Friday, January 30, 2015

False Images

Towards the very end of the novel, Stephen writes,

"Michael Robartes remembers forgotten beauty... presses in his arms the loveliness, which has long faded from the world. Not this. Not at all. I desire to press in my arms the loveliness which has not yet come into the world."

And yet, despite this conviction, for all his asserted perspectives on esthetics, there is the sense that Stephen still fears the reality he has come to believe in and adopt, not only for its potential lack of truth but the part of himself that continues to run contradictory to the perspectives he claims; the part of him that dwells on what should not be beautiful and the desires and consequences of the physical world. Despite his supposed contentedness alone and his asserted desire to discover and create beauty, he still longs to be discovered himself, dwelling on the girl and the idea of being beckoned into a house like Davin. Consequently, he is similarly hesitant to dismiss the potential of faith and religion completely. Stephen is, however, aware of this perpetual underlying self doubt which he symbolizes with the idea of the crocodile in the mud and the old man with the red eyes, writing, "It is with him I must struggle all through night till day come, till he or I lie dead..."

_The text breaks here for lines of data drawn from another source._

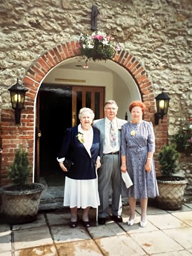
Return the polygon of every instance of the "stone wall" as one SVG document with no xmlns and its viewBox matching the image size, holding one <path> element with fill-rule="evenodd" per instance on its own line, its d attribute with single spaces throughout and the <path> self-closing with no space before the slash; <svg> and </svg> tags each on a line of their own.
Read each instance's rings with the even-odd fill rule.
<svg viewBox="0 0 192 256">
<path fill-rule="evenodd" d="M 164 88 L 171 97 L 168 134 L 174 134 L 192 116 L 191 0 L 1 1 L 0 109 L 10 108 L 7 88 L 40 55 L 78 40 L 81 32 L 91 33 L 93 4 L 99 11 L 98 29 L 135 56 L 155 96 Z"/>
</svg>

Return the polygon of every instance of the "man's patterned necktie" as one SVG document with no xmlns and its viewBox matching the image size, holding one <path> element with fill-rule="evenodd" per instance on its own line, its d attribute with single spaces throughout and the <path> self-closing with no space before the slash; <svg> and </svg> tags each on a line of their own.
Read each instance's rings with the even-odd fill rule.
<svg viewBox="0 0 192 256">
<path fill-rule="evenodd" d="M 114 147 L 117 145 L 115 127 L 114 126 L 114 123 L 112 121 L 110 122 L 110 145 L 111 147 Z"/>
</svg>

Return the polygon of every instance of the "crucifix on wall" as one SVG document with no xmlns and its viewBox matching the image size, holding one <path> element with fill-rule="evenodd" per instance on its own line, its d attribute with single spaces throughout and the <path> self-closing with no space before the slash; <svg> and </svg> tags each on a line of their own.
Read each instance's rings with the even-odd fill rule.
<svg viewBox="0 0 192 256">
<path fill-rule="evenodd" d="M 97 6 L 92 6 L 91 12 L 91 30 L 94 31 L 97 30 L 98 15 L 99 12 Z"/>
</svg>

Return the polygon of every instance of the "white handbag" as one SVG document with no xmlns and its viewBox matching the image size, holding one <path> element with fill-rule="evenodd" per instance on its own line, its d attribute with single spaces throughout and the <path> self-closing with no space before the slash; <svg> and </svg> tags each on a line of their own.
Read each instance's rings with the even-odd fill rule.
<svg viewBox="0 0 192 256">
<path fill-rule="evenodd" d="M 126 171 L 125 173 L 121 171 L 121 176 L 123 181 L 126 183 L 127 188 L 129 188 L 130 186 L 133 185 L 133 183 L 132 182 L 127 171 Z"/>
</svg>

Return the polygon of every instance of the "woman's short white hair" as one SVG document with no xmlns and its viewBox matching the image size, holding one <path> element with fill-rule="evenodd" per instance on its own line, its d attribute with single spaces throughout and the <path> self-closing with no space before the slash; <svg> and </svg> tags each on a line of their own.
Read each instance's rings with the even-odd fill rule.
<svg viewBox="0 0 192 256">
<path fill-rule="evenodd" d="M 94 119 L 94 112 L 93 111 L 93 110 L 89 109 L 89 107 L 83 107 L 82 109 L 81 109 L 80 110 L 80 112 L 79 112 L 79 114 L 78 114 L 78 117 L 79 117 L 80 120 L 81 119 L 81 116 L 82 116 L 82 114 L 84 112 L 88 112 L 89 113 L 90 113 L 92 119 L 93 120 Z"/>
</svg>

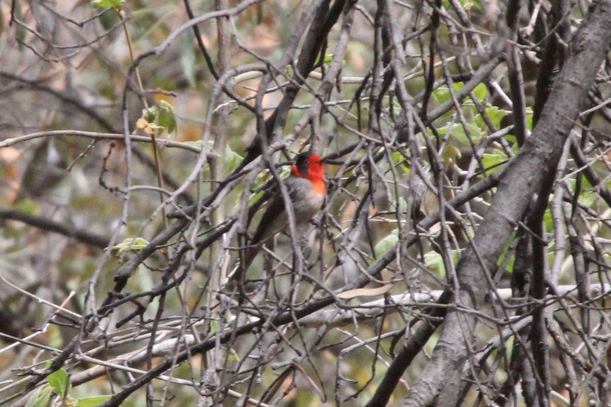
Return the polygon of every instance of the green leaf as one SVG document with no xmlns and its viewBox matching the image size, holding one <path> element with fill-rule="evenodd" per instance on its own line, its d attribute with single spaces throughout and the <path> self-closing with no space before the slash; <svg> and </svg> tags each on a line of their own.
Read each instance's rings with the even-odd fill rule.
<svg viewBox="0 0 611 407">
<path fill-rule="evenodd" d="M 473 90 L 473 93 L 475 94 L 476 98 L 480 100 L 483 100 L 488 94 L 488 88 L 486 87 L 486 85 L 484 84 L 480 84 Z"/>
<path fill-rule="evenodd" d="M 147 120 L 148 123 L 153 123 L 157 117 L 159 113 L 159 109 L 157 106 L 151 106 L 147 109 L 142 109 L 142 117 Z"/>
<path fill-rule="evenodd" d="M 111 248 L 117 250 L 117 256 L 121 256 L 126 250 L 142 250 L 148 244 L 148 242 L 142 237 L 128 237 L 121 243 L 115 245 Z"/>
<path fill-rule="evenodd" d="M 457 92 L 464 87 L 464 82 L 455 82 L 452 84 L 452 87 L 454 88 L 454 92 Z"/>
<path fill-rule="evenodd" d="M 26 407 L 48 407 L 51 403 L 53 388 L 45 384 L 37 389 L 26 403 Z"/>
<path fill-rule="evenodd" d="M 397 244 L 399 241 L 399 229 L 395 229 L 381 240 L 378 242 L 374 248 L 374 252 L 378 258 L 381 257 L 385 253 Z"/>
<path fill-rule="evenodd" d="M 112 395 L 105 394 L 104 395 L 94 395 L 91 397 L 82 397 L 76 400 L 76 405 L 78 407 L 93 407 L 104 403 L 112 397 Z"/>
<path fill-rule="evenodd" d="M 193 46 L 193 35 L 185 31 L 180 35 L 178 46 L 180 49 L 180 65 L 183 67 L 183 73 L 187 79 L 189 86 L 194 88 L 197 85 L 195 79 L 196 57 L 195 48 Z"/>
<path fill-rule="evenodd" d="M 509 157 L 507 155 L 500 150 L 494 150 L 492 153 L 485 153 L 481 157 L 481 163 L 486 168 L 486 174 L 491 174 L 497 170 L 502 168 L 499 165 L 500 163 L 507 160 Z"/>
<path fill-rule="evenodd" d="M 229 172 L 233 172 L 233 170 L 238 168 L 240 163 L 242 162 L 243 157 L 229 145 L 225 146 L 225 167 Z"/>
<path fill-rule="evenodd" d="M 159 125 L 172 133 L 176 130 L 176 116 L 174 107 L 164 100 L 159 101 Z"/>
<path fill-rule="evenodd" d="M 433 91 L 433 96 L 441 104 L 450 100 L 450 89 L 445 86 L 440 86 Z"/>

Another specific scene captures the essence of Stephen's residual fear and doubt. Before his conversation with Cranly, Stephen contemplates the girl and the dusk she passes through, remembering incorrectly, the line, "Darkness falls from the air." Initially, he feels a "trembling joy" but then begins to contemplate the reason behind the sensation, and as he does, concludes that the feeling is associated with physical desire which he does not want to "corrupt" his perception of her with. He wonders, "Could his mind then not trust itself?" and later thinks, "All the images it awakened were false. His mind bred vermin. His thoughts were lice born of the sweat of sloth." In his conversation with Lynch, Stephen seems to emphasize the significance of the mind and soul above all as they are the sources of transcendence and control necessary to an artist and life; the soul must learn to take flight and avoid the "nets" wishing to delude it. In this moment, however, Stephen faces the possibility that he cannot trust his mind, may not possess any control over it or the agency involved in creating. Instead, he wonders if it is possible that what he creates are illusions (vermin), whether his art can ever get close to the truth, and if it is possible he lives in just as much delusion as the ideologies of others he has come to reject. This self awareness, however, is what allows Stephen to go out into the world simultaneously wandering lost yet with direction, the dreaded "abandon" he mentioned to Lynch and the forging of his own path.

1 comment:

  1. I definitely thought it was interesting how he sees himself as above the physical world while still being obsessed with Emma. He tells himself that she is somehow above sexuality, a kind of religious idol, while still proving incapable of not imagining her naked. The resentment he feels towards her for supposedly flirting with the priest is far beyond jealousy -- he seems to consider it a total betrayal of her ideal virtue. When he sees reminders of her physicality it upsets his fragile conceptions of her as angelic and otherworldly. Not that he's above jealousy -- he's obsessive over whether or not she's paying enough attention to him when he's near her. It's probably good that he got out of that situation when he did.